During the 2025 Asia Cup, Farhan scored 58 runs off 45 balls in a match against India. During the tournament, he surpassed Abhishek Sharma’s record for the most T20 sixes in a calendar year by an Asian batter, reaching 88 sixes in 34 innings. In the 2025 Asia Cup final, he was the top-scorer for Pakistan with 57 runs.

In November 2025, during a Tri-Nation Series match against Sri Lanka, he scored an unbeaten 80* off 45 balls. He became the first Pakistani batter to hit 100 T20 sixes in a single calendar year during this series. In the fourth match of the series against Zimbabwe, he scored 63 runs from 41 balls in a 103-run partnership with Babar Azam.

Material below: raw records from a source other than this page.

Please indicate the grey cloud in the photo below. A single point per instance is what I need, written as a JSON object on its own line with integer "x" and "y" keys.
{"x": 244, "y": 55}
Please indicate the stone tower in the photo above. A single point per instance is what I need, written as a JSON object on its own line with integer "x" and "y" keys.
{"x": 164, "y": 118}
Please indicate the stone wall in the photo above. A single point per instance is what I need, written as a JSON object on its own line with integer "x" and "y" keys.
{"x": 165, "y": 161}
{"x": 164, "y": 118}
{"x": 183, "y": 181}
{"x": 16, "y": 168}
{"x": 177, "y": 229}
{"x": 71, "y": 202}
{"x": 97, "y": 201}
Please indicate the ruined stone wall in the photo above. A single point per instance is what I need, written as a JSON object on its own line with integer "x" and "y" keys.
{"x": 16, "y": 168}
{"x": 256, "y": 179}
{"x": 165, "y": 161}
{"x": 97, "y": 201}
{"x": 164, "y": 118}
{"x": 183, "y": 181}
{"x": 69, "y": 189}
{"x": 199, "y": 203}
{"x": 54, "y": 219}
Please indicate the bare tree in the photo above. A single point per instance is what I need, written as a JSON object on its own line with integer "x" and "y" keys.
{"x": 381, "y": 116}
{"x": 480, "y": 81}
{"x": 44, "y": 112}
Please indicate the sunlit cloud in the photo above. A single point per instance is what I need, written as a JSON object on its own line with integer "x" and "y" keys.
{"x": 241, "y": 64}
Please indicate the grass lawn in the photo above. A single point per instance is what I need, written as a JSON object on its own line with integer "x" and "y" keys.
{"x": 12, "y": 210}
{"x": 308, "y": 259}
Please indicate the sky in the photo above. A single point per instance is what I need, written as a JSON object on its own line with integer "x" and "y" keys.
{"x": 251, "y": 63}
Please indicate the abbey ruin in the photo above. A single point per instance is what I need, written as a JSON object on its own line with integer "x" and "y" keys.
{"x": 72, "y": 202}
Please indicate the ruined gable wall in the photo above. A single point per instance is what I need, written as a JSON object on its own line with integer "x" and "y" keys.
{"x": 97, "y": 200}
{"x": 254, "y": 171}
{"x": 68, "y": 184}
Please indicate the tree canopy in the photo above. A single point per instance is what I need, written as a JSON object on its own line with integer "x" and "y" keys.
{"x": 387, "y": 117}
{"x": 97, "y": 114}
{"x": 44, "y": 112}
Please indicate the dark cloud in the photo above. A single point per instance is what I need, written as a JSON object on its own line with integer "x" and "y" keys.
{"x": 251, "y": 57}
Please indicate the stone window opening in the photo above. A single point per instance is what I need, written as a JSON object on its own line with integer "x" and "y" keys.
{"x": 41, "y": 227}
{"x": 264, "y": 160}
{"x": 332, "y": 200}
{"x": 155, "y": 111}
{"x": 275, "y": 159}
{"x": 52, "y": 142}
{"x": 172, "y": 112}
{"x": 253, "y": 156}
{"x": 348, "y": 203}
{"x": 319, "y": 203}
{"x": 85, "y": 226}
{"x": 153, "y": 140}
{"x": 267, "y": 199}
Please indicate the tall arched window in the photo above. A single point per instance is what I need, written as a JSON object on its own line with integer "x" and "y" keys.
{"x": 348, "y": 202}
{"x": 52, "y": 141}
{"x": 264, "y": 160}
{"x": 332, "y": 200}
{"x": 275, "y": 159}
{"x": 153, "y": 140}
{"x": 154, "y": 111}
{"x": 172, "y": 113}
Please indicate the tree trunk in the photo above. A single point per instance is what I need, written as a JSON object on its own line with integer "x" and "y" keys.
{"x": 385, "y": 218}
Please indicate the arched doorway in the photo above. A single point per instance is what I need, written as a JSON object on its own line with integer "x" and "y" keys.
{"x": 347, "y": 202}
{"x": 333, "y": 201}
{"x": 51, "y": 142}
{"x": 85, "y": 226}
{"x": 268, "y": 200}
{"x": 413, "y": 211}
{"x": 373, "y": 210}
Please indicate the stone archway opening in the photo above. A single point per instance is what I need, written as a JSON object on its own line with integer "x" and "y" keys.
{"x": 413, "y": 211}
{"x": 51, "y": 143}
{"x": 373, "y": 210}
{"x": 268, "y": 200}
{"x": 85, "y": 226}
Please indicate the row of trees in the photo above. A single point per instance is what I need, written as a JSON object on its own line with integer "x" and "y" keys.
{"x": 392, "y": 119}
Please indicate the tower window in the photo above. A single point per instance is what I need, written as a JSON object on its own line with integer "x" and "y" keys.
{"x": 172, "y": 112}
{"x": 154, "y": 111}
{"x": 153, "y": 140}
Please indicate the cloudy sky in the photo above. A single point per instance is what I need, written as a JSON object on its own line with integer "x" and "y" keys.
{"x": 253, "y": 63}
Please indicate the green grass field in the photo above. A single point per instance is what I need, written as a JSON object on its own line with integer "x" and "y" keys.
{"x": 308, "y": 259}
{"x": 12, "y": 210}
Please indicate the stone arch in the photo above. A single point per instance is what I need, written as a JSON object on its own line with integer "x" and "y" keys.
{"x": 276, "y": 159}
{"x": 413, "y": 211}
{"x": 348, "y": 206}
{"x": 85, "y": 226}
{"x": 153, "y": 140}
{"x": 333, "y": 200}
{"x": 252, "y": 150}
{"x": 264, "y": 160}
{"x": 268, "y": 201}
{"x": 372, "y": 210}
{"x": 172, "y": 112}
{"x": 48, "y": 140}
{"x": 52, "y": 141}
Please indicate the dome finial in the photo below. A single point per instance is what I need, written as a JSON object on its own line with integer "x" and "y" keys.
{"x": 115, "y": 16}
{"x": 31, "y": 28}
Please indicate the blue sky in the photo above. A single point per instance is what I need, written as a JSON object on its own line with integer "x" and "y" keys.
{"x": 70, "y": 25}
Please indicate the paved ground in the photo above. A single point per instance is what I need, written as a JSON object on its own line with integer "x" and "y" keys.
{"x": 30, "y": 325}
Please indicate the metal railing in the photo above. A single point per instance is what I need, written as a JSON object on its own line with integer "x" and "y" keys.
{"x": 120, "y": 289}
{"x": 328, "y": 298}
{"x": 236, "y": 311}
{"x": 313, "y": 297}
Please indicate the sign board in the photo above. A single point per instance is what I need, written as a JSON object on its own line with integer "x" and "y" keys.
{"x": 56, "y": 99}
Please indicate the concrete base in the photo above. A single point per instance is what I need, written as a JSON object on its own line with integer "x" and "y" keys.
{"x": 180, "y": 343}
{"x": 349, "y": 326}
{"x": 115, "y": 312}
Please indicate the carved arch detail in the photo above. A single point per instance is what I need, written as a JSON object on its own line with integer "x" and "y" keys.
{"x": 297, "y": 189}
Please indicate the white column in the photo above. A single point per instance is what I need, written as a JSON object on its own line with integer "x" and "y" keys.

Farhan was included in the Pakistan squad for the 2026 Men's T20 World Cup. He finished as the tournament's leading run-scorer with 383 runs, surpassing Virat Kohli's record for the most runs in a single T20 World Cup edition. He became the first player to score two centuries in a single T20 World Cup and shared a 176-run partnership with Fakhar Zaman against Sri Lanka, the highest partnership in the history of the tournament.

== Controversy ==

Following the match against India at the 2025 Asia Cup on 14 September, Farhan was criticized by the Indian media for a celebration they described as "AK-47-style" after he reached his half-century. Farhan defended it, saying that the gesture was spontaneous and not pre-planned, and that he did not mind how it was interpreted.

Following disciplinary hearings conducted by members of the ICC Elite Panel of Match Referees, Farhan was found guilty of breaching Article 2.21 (conduct that brings the game into disrepute) and was issued an official warning along with one demerit point.